Suite à un EP des plus convaincants, paru en 2017, le duo allemand a fait son retour deux ans plus tard avec son premier long format. Après
In Asche, place à
In Feuer. Abkehr a enlevé les cendres et a posé une à une les branches dans le foyer pour rallumer le feu brûlant. Sa lumière luit dans les ténèbres de l'underground d'où il ne souhaite pas bouger. Gardant la même vision et la même démarche, c'est via une petite structure – Acid Tears Records (cf. Storm Of Sedition) – que l'album est sorti en octobre 2019, en format vinyle limité. La formation semble poursuivre son bonhomme de chemin sans perdre son authenticité, délivrant un black metal dépressif toujours aussi immersif.

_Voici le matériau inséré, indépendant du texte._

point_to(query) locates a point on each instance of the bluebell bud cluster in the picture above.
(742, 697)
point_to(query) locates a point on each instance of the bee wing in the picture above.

Que ce soit par les notes épurées et inquiétantes (l'intro de « I » par exemple), les samples bien placés, les riffs pesants qui tournoient sans discontinuer ou encore des accélérations âpres, Abkehr déroule son jeu et vous envoûte. Les musiciens vous maintiennent de nouveau la tête sous l'eau avec des ambiances froides et sinistres qui vous saisissent dès les premières minutes. Il déverse subtilement son atrabile tout au long de ces quatre compositions, comme sur sa précédente réalisation. Les mélodies entêtantes et la voix d'écorché de vif de Raash reviennent vous prendre, vous tirer vers le fond. Le noir s'étend autour de vous, immensité liquide. La sensation de claustrophobie, déjà ressenti sur le court format, s'accentue davantage ici par un son à la fois plus massif et étouffant, renvoyant à Paysages D'Hiver. Le duo maintient une pression constante, montant d'un cran durant les parties low et mid tempos funèbres (cf. « II », où flotte l'ombre de Burzum). Un choix délibéré qui montre une certaine maturité ainsi qu'une volonté de proposer une musique plus personnelle. Cela se ressent d'entrée sur le morceau titre avec les belles lignes de guitares toujours plus graciles, lumières vacillantes surgissant de l'obscurité, qui confèrent un aspect romantique à l'ensemble. Sans trop forcer le trait, les musiciens dévoilent leurs âmes tourmentées et cette rage tapie dans l'ombre.
Les Allemands n'hésitent pas à se mettre en difficulté en ralentissant davantage le rythme. Ils s'enfoncent dans la fange, vous traînant à leur suite. Une descente parfaitement menée grâce à des riffs simplistes mais accrocheurs, des effets utilisés et surtout l'excellente prestation du vocaliste. Chant black dépressif très arraché (« I »), rires de possédé, vocaux presque inhumains sur la piste « III », plaintes paraissant sortir des abîmes, Raash ne cesse de varier tout au long de l'album. En résulte des compositions aux diverses saveurs et teintes qui vous tiennent en haleine. De plus, ces nombreux ralentissements accentuent les atmosphères mortifères développées par la formation et donnent davantage de souffle et d'impact aux parties agressives. Abkehr joue avec vos émotions, vous malmène, mais avec élégance et de différentes manières. Il évolue sur
In Feuer, délivrant une musique plus aboutie et viscérale avec la folie comme toile de fond. Cette folie monte crescendo, vous enveloppe par couche, pour définitivement vous faire sombrer sur « IV ». Un titre de clôture très dépouillé, rampant et malaisant à souhait qui vous ramène à votre condition de simple mortel et où Raash crache son mal-être. Il aurait d'ailleurs été bon de creuser davantage et de faire durer notre supplice car avec sa toute petite demi-heure, il reste un petit sentiment de frustration.
Gardant son essence tout en densifiant son jeu, le groupe confirme sur longue durée. Un premier album se boit d'une traite, comme un bon poison. Et, au vu de son potentiel, nul doute que le duo risque de faire beaucoup de mal dans les années à venir.